Peter D. Nichols practices water, environmental, conservation, and related law (of counsel, Berg Hill Greenleaf & Ruscitti LLP, Boulder, Colorado). He serves as special counsel to the Lower Arkansas Valley super ditch company and the Lower Arkansas Valley water conservancy district, which have been pursuing innovative temporary ag to municipal transfers for nearly 10 years. Peter also is helping develop the Colorado Water plan as a gubernatorial appointee to the Interbasin Compact committee and elected member of the Metro Basin Roundtable. He is active in changing statutes to facilitate ag-municipal water sharing. Peter is a member of the bars of Colorado; the U.S. Supreme Court; the First, Second, Ninth, Tenth, and Eleventh Circuit Courts of Appeal; and the U.S. District Court for Colorado. He holds a B.A. from Colorado College, a MPA from the University of Colorado, and a J.D. from the University of Colorado School of Law.

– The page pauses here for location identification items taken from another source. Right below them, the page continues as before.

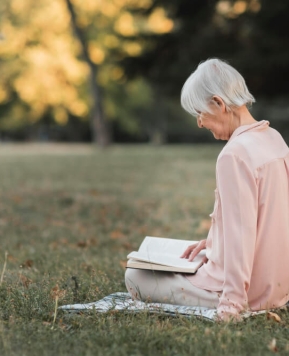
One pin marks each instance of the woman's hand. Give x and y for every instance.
(192, 251)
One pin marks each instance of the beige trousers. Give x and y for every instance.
(167, 287)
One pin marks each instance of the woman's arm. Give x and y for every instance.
(192, 251)
(239, 202)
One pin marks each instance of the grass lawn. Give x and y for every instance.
(70, 215)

David Pilz is a senior associate at Ecosystem Economics LLC, where he works with foundation, non-profit, and agency clients on a variety of market-based, water management projects for ecological benefit. Prior to joining Ecosystem Economics, David led the instream flow restoration program at The Freshwater Trust, implementing cooperative, market-based projects with water right owners. He also managed water policy efforts, engaging on a number of policy advisory groups, rules advisory committees, and working on legislation central to flow restoration in Oregon. David was awarded a fellowship from the International Center for Excellence in water resources management in Adelaide, South Australia, the culmination of which was an article titled “Lessons in Water Policy Innovation from the World’s Driest Inhabited Continent: Using Water Allocation Plans and Water Markets to Manage Water Scarcity,” published in the University of Denver Water Law Review. David has a B.A. in Environmental Biology from Colorado College and a J.D. and Natural Resources Certificate from Lewis and Clark Law School.

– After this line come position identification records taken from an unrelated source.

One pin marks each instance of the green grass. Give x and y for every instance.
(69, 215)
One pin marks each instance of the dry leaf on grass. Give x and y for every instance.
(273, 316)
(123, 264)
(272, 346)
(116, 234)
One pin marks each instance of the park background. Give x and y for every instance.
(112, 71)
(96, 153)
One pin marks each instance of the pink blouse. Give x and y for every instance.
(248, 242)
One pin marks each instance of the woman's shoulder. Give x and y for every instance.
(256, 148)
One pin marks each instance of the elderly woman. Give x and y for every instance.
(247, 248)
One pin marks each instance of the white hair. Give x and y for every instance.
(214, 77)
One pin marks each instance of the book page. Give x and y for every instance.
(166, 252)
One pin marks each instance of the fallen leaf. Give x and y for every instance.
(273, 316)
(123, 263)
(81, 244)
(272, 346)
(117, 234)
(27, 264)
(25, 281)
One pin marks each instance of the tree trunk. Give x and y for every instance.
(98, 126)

Adam Schempp is director of the western water program at the Environmental Law Institute in Washington, D.C. He leads the Institute’s work on water rights, allocation, and use. Much of his research focuses on identifying opportunities to meet sustainability objectives through existing laws and potential legal developments. Adam also works extensively on water quality and marine management issues. Prior to joining ELI, he clerked in the legal department of the Denver water board and for the Native American Rights Fund. Adam has a B.A. in Ethics, Politics, and Economics from Yale University and a J.D. from the University of Virginia School of Law.